Saudi crown prince to visit White House amid lingering Mideast tensions

Source:Xinhua Published: 2018/3/13 13:30:37

The White House said on Monday that Saudi Crown Prince Mohammed bin Salman will visit the White House on March 20. The visit comes amid lingering diplomatic confrontations among the Gulf nations and reports that Saudi Arabia is in talks with the United States to buy its nuclear reactors.

In a statement, the White House said that US President Donald Trump "looks forward to discussing ways to strengthen ties between the United States and Saudi Arabia and to advance our common security and economic priorities."

Trump on Feb. 27 spoke with bin Salman over phone, when the two sides vowed to further enhance bilateral partnership on security and economic front.

Thanking the crown prince for boosting the Gulf Cooperation Council (GCC) cooperation to counter Tehran's influence, Trump agreed with him on the importance of having a united GCC "mitigate regional threats and ensure the region's economic prosperity."

Last year, Saudi Arabia, the United Arab Emirates (UAE), Bahrain, and Egypt accused Qatar of "supporting terrorism" and "undermining regional security" by seeking closer ties with Iran.

Qatar strongly denied what it called the "unjustified" and "baseless" accusations.

The standoff, rather than showing any signs of abating, has been exacerbated by Trump's remarks in June that Qatar had funded terrorism "at a very high level."

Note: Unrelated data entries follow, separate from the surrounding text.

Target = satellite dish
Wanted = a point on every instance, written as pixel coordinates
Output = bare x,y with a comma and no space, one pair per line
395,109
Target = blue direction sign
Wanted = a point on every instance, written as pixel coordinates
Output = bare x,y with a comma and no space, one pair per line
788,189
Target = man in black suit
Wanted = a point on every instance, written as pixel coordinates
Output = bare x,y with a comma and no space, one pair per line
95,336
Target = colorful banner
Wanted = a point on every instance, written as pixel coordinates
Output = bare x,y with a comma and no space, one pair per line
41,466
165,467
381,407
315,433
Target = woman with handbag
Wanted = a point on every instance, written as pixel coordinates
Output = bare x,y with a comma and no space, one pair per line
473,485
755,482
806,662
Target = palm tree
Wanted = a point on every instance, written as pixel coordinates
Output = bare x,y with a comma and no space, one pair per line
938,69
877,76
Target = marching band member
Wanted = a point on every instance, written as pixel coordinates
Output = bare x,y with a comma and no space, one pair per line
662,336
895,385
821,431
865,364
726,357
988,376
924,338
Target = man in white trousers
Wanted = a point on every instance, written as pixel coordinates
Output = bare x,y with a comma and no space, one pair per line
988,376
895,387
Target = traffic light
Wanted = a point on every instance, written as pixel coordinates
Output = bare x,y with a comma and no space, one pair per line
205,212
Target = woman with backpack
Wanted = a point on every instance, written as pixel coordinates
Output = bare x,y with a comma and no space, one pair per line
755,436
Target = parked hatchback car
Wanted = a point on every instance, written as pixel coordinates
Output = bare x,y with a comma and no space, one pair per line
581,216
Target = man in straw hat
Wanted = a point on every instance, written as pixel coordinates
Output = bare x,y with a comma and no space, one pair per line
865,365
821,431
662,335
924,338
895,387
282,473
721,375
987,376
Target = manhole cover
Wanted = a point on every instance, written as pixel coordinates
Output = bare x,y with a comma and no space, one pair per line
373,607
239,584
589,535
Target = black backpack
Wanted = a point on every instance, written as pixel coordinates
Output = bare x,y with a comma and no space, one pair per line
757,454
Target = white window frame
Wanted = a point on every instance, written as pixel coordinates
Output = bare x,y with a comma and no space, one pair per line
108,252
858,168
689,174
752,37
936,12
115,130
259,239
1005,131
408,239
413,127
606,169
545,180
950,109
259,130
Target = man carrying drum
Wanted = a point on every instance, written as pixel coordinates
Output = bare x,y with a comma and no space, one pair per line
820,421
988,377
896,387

The Trump administration has reportedly been pursuing a deal to sell nuclear reactors to the Middle East nation. State Department spokesperson Heather Nauert only said in a press briefing that "Saudi Arabia has expressed an interest in possible US supply of nuclear equipment and material."

In response, Israeli Prime Minister Benjamin Netanyahu warned on Sunday of a possible nuclear arms race in the Middle East.

"Many countries in the Middle East are saying that they are also allowed to enrich uranium if Iran is allowed to do so; therefore, the way to prevent this danger, the nuclearization of the Middle East, is to either thoroughly correct the agreement or abrogate it," he said, reportedly referring to Riyadh.